Making sure that the air-change rates in interior spaces and the volume of fresh air being brought into a space conform with standards set by the American Society of Heating, Refrigeration and Air-conditioning Engineers (ASHRAE) can be an expensive proposition – especially in the summer, when warm, moist outside air must be cooled and dehumidified before being used for ventilation. One way to cut down on those refrigeration/dehumidification costs is through a demand-controlled ventilation system that modulates the quantity of outside air being brought into the building as occupancy and pollutant levels change.
The ability to know how much outside air should be brought into a space at any given time has been greatly enhanced by the refinement of low-cost electronic monitoring devices that accurately measure carbon dioxide levels. (Sensors that monitor other contaminants, such as volatile organic compounds, are also available, though their relatively high cost has so far limited their use.)
Demand-controlled ventilation can be incorporated into systems that mix fresh air with room air as well as into systems that have separate ducting for fresh air supply. Because installing an independent fresh air delivery system is fairly costly, however, the potential benefits of such a system must be carefully weighed against its substantial first costs.
As useful as they are – and as crucial as they’ve proved to be in improving indoor air quality in facilities – the fresh air standards set by ASHRAE are bedeviled by one basic problem. The standards necessarily assume that the air being brought into a building is clean. In reality, there can be an enormous variation in the quality of outdoor air, depending on factors such as time of day and a facility’s location. And it is difficult to predict how the general air quality at a location might change, for better or worse, over time.
Given this unpredictability, owners and developers of new facilities or those undergoing extensive renovations may wish to ask their consulting engineers to specify very high efficiency filters – as high as 85 percent efficiency – especially in some densely populated urban areas.
Owners may also be wise to instruct consultants to build extra space into designs for air-handling units so that additional filters – or higher-efficiency filters – can easily be added later if the quality of outdoor air declines or if, for example, the owner wants to attract tenants with very strict air quality requirements. If that space is not built in, the cost of installing additional filters later may be prohibitive.

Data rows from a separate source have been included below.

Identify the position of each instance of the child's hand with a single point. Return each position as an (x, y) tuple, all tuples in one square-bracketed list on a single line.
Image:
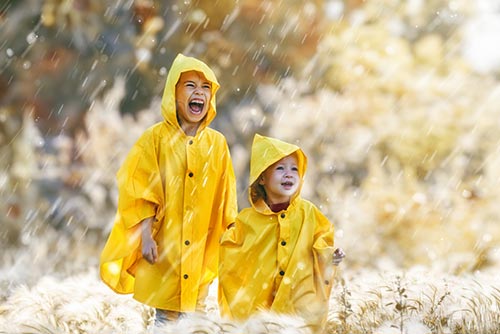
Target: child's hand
[(149, 250), (338, 256)]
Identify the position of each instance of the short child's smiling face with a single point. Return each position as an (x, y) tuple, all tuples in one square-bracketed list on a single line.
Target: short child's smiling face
[(193, 93), (281, 180)]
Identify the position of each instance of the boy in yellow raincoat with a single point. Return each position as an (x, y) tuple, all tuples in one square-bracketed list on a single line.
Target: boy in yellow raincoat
[(278, 255), (177, 194)]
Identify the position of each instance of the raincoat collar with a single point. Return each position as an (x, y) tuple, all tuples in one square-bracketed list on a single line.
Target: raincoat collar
[(265, 152), (180, 65)]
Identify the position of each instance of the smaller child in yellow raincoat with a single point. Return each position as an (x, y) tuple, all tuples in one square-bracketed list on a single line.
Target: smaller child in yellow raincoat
[(278, 256), (177, 194)]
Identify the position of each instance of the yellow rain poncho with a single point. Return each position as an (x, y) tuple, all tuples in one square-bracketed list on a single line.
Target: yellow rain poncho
[(187, 183), (279, 262)]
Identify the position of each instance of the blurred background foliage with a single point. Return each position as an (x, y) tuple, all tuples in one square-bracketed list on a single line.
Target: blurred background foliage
[(399, 123)]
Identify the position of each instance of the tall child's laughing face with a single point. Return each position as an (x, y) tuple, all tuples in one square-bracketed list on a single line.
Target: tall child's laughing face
[(193, 93), (281, 180)]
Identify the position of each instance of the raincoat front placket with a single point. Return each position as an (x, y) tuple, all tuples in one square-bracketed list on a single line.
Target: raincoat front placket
[(190, 272), (283, 245)]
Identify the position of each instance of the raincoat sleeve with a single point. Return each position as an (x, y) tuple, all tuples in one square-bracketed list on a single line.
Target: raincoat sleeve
[(227, 208), (230, 197), (314, 307), (140, 197)]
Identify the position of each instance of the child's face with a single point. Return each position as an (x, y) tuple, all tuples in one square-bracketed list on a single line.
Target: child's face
[(281, 180), (192, 97)]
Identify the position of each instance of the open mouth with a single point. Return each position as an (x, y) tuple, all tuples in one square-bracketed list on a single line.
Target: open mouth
[(196, 106)]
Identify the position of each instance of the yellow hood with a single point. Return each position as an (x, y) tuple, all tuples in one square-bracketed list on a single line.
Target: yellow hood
[(266, 151), (180, 65)]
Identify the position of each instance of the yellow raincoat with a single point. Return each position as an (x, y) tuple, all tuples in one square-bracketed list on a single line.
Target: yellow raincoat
[(278, 262), (187, 183)]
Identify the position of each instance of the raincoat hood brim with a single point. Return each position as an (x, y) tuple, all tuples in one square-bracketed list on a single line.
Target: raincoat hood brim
[(180, 65), (266, 151)]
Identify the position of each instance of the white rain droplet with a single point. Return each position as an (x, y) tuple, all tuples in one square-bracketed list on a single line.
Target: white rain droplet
[(31, 38)]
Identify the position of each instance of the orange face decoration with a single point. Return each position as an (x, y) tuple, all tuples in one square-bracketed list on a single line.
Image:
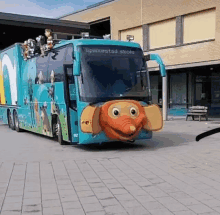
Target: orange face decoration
[(121, 119)]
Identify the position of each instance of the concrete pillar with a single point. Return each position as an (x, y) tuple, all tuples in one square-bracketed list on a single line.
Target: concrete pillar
[(164, 85)]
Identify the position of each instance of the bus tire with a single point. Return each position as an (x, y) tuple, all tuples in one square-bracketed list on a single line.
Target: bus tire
[(59, 132), (16, 122), (10, 121)]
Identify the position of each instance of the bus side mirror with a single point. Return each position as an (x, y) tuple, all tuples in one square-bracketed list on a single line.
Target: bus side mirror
[(158, 59), (77, 64)]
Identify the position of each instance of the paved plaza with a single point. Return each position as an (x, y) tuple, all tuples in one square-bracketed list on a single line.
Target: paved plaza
[(170, 174)]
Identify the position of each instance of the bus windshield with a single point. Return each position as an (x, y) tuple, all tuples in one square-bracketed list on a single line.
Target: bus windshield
[(112, 72)]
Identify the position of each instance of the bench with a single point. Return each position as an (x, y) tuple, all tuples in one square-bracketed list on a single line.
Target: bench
[(200, 111)]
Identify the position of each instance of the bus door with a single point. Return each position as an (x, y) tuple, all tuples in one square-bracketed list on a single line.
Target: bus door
[(70, 97)]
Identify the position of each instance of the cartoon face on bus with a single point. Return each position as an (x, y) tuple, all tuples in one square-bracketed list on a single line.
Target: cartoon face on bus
[(121, 119)]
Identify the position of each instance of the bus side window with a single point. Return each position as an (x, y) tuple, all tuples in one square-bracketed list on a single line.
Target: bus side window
[(42, 72), (56, 61), (69, 54)]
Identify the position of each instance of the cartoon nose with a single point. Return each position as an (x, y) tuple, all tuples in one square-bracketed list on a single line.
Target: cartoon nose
[(132, 128), (129, 129)]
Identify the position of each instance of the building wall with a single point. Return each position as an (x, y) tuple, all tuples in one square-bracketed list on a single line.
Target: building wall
[(160, 15), (124, 14)]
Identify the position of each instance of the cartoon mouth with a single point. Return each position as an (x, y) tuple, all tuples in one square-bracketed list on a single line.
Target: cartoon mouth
[(124, 136)]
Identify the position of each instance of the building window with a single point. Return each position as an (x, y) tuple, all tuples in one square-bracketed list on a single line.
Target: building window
[(199, 26), (136, 32), (56, 62), (162, 34)]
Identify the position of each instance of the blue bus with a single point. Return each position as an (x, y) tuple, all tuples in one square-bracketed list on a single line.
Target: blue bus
[(82, 91)]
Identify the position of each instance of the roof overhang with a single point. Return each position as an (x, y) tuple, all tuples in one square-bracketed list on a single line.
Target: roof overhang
[(56, 25)]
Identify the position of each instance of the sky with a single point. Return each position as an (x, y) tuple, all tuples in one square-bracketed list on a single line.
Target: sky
[(44, 8)]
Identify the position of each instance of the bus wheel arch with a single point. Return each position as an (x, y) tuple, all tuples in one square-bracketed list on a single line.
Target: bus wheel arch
[(10, 120), (57, 129), (16, 121)]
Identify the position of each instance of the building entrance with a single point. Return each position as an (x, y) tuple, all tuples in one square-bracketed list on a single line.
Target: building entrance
[(207, 90)]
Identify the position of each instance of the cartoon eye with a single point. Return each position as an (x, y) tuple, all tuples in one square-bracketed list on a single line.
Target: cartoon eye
[(133, 111), (115, 111)]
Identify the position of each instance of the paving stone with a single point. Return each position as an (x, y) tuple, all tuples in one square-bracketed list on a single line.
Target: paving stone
[(188, 201), (108, 202), (52, 211), (92, 207), (160, 212), (28, 195), (114, 209), (88, 200), (137, 210), (124, 197), (68, 198), (211, 203), (153, 205), (12, 206), (102, 196), (187, 212), (175, 207), (13, 199), (83, 194), (11, 213), (73, 205), (49, 196), (32, 201), (51, 203), (96, 213), (200, 208), (31, 208), (77, 211)]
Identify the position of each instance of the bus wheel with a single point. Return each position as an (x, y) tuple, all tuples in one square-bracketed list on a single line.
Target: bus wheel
[(59, 132), (16, 122), (10, 121)]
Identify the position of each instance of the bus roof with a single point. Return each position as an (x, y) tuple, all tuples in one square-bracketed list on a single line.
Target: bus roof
[(78, 42)]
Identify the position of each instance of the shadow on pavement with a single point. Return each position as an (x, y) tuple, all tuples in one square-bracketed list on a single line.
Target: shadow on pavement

The small additional cost of building-in that space at the start may be very easy to justify if the business environment changes in the future. For instance, if a commercial rental market should turn sharply competitive, the ability to ensure high indoor air quality might give an owner a much-needed edge in attracting prospective tenants.
Sizing Systems for Real-World Demand
For generations, good HVAC engineering practice has demanded that systems and components be sized large enough to accommodate peak use. For the most part, however, engineers have sized systems by textbook standards instead of real-world conditions. Because they have had little actual performance data from which to make their calculations, engineers have also tended to increase sizing even beyond what’s necessary to accommodate a theoretical peak load in order to to protect against under-capacity.
Sizing in this way creates systems that are far bigger than they need to be. Sizing systems to accommodate conditions that never occur is unnecessarily expensive for two reasons: First, there’s the added cost of buying equipment that’s bigger than a building is ever going to need; second, the part-load performance of most equipment (e.g., fans and pumps) is generally much less efficient than that equipment’s full-load performance.